Today’s hymn from Sing Praise is the first of two on consecutive days by the Scottish hymnwriters John Bell & Graham Maule, both in the series on social justice issues. Both of them invite us to join our own concerns with those of God. This one, “Inspired by love and anger”, puts words into the mouths of various groups before turning to God himself. The full words can be found here.The tune, Salley Gardens, is a gentle Irish folk melody, easily memorised, but perhaps a little too gentle for the subject matter
Verse 1 invites us to be “inspired by love and anger, disturbed by need and pain”. It’s all too easy to suffer compassion fatigue as we hear of yet more suffering in the world (just this week, uncountable Covid cases in India and two localised disasters in Israel and Mexico, for example). “How long can few folk mind?” may well be a question aimed at ourselves.

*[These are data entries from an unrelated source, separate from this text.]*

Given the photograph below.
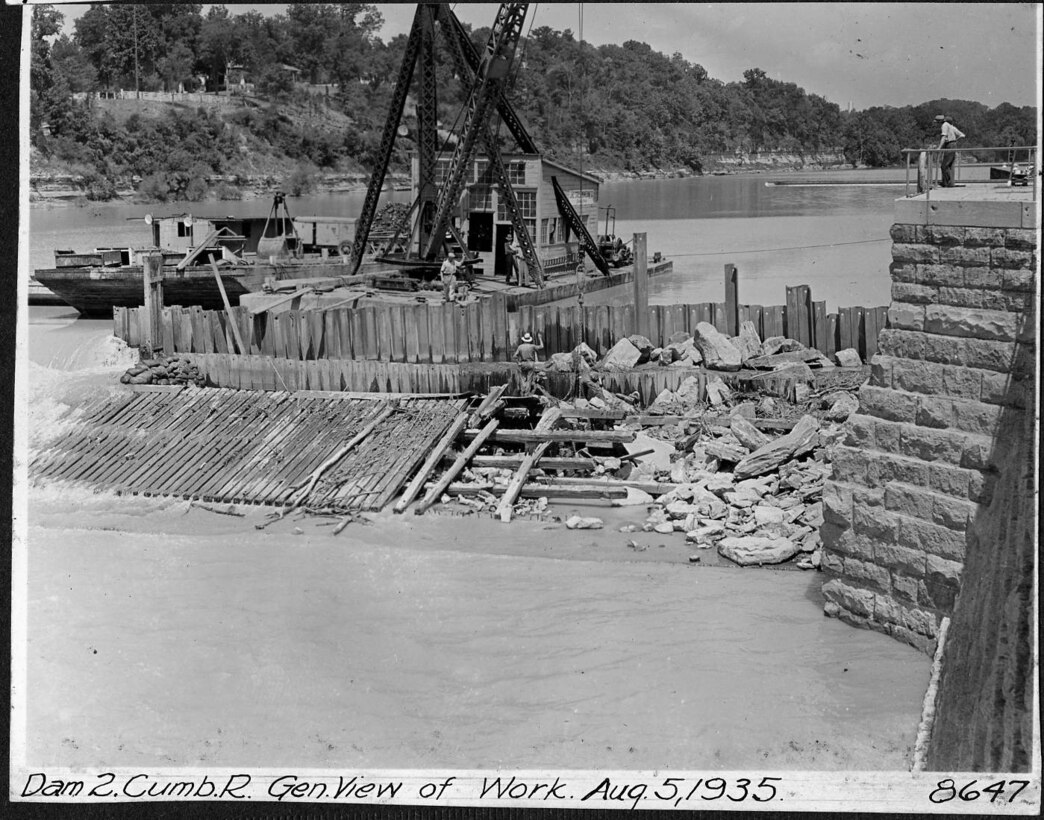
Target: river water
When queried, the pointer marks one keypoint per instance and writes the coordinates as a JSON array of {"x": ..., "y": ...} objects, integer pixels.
[
  {"x": 162, "y": 635},
  {"x": 833, "y": 237}
]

Verses 2 and 3 offer a contrast between the cries of the victims for justice, peace, and release of prisoners; and the rich who ask not to be criticised for their position, wealth and exploitation of others. To be fair, not all rich people are like that: Bill Gates is said the be the fourth richest person in the world with assets exceeding $100 billion, but he and Melinda are also great philanthropists who do genuinely seem to seek fairness in the world.
In verse 4 we offer up to God the “agony and rage” of Earth and ask when his kingdom of equity will come. In verse 5, God responds by asking, as he did through Isaiah, “Who will go for me, who will extend my reach, and who when few will listen will prophesy and preach?” A common response to that question is “Is it I, Lord?”. This is prayer as dialogue leading to action.
The last verse turns to Jesus, using some imaginative wording. He is pictured “amused in someone’s kitchen, asleep in someone’s boat” as examples of being with us in ordinary life. His ministry is summed up as being “a saviour without safety, a tradesman without tools”. It’s not a very satisfactory ending, as it doesn’t really explain how God in Jesus – or in us – does answer the earth’s call for justice. We need more guidance from this sleeping saviour on how exactly we are to work with him in this way.